La estructura de juego es completamente tradicional, hasta el punto de que el jugador puede llegar a perderse sin tener claro cómo acceder a la zona que le corresponde, algo que los Zleda de los últimos años habían perdido en parte por su sentido más guiado. Lo mismo ocurre con la llegada a partes intransitables hasta que no se tenga un determinado objeto en el inventario, pero disponibles desde el principio, bastante habituales en esta entrega. Pero si por algo va a ser recordado A Link Between Worlds, ése va a ser su planteamiento de mazmorras, el más vertical que recuerda la saga, con muchos pisos y alturas diferenciadas para cada templo, jugando perfectamente con el efecto óptico de profundidad 3D que solo 3DS es capaz de ofrecer en portátiles, algo que se perderán los que lo jueguen en 2DS o con el efecto desactivado, claro. En este cartucho encender el 3D no es solo un efecto cómodo, sino que es casi una obligación, pues la propuesta está pensada por completo para disfrutarlo e ir más allá con él, sacarle partido y trucos con la cercanía y lejanía a los ojos del jugador.

Disparar a interruptores con el arco en direcciones diagonales y a una altura justa, enemigos esbirros que juegan a saltar por escalones, plataformas móviles que suben y bajan además de moverse rápido, puertas con llaves que buscar en salas ocultas, suelos de rejilla que muestran lo que hay en el nivel inferior, etc. Un buen puñado de trucos para hacer a cada templo más desafiante que el anterior, pero nos da la sensación que quizá sean demasiado parecidos entre sí, más aún en una perspectiva casi cenital como ésta, a la vieja usanza pero con algunos escenarios diseñados para jugar con la tridimensionalidad y las alturas variadas. Desde luego este Zelda recuerda a los clásicos de NES, Super Nintendo o Game Boy. Su actualización a los tiempos de hoy se esboza más bien en el acabado gráfico totalmente redondeado y colorido, los primeros planos que se usan a modo de secuencia cinemática y diálogos.


portatil

El Link hecho silueta en pintura de pared da un nuevo enfoque a los planteamientos tradicionales, pero una vez interiorizado esto resulta bastante natural esta conversión.

La nostalgia se despierta en seguida. Muchos entornos son viejos conocidos por quienes jugaran al original de Super Nintendo. También las melodías, con el icónico tema de la Princesa Zelda cuando ella entra en escena o la canción de Kakariko, así como su estructura en diversas alturas y las gallinas correteando entre las casas de madera y paja. Un aspecto destacable es que las rupias van a ganar en importancia. El saco inicial soporta un número de éstas por encima de lo habitual, y perder todos los corazones y morir nos llevará de nuevo a la casita de Link, teniendo que alquilar a Ravio parte del equipo que teníamos y a cambio de rupias, como el arco a precio de diez. Otro aspecto reforzado está en la variedad de enemigos, algunos -como siempre- pensados para ser atacados con un determinado artilugio, por las alturas si son voladores, etc. Solo en estas dos primeras horas de juego hemos visto más de 20 tipos de rival distinto poblando los bosques y montañas de esta Hyrule que recorrer en ocho direcciones.

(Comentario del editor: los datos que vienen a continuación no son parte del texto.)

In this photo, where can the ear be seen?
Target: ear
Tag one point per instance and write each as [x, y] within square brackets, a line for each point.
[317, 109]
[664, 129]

Ahora bien, hay que reconocer que este Zelda 3DS ya no sorprende. La estructura de A Link Between Worlds es la convencional, también los objetos y armas, los diseños de templos con la sala del jefe al final y algún ítem clave entre los cofres del recorrido, los personajes centrales -entre los que vuelven la siempre mística Impa o los Zora, las criaturas del agua y los ríos-... De hecho este primer jefe es el propio Yuga, en una sala exagonal reducida que obliga a usar con destreza el arco y la dirección de las felchas sin agotar la Barra de Vigor, muy importante para los objetos y algunos movimientos especiales. Pero es un jefe básico dentro de lo visto en la serie, igual que otras ideas que imprime. Bien es cierto que el Link de dibujo capaz de moverse por paredes, atravesar barrotes, rendijas, etc. es una idea brillante que nos hará pensar de otra forma y llega a atascar al jugador que no tiene demasiada paciencia para explorar todas las posibilidades, pero más allá de esto esta llamada a la nostalgia es tan alta que acaba llamando también a la sensación de repetición y poca innovación. Eso sí, es pronto para hacer este tipo de valoraciones y no debe quedar ninguna duda de que será una nueva joya para los fieles a The Legend of Zelda.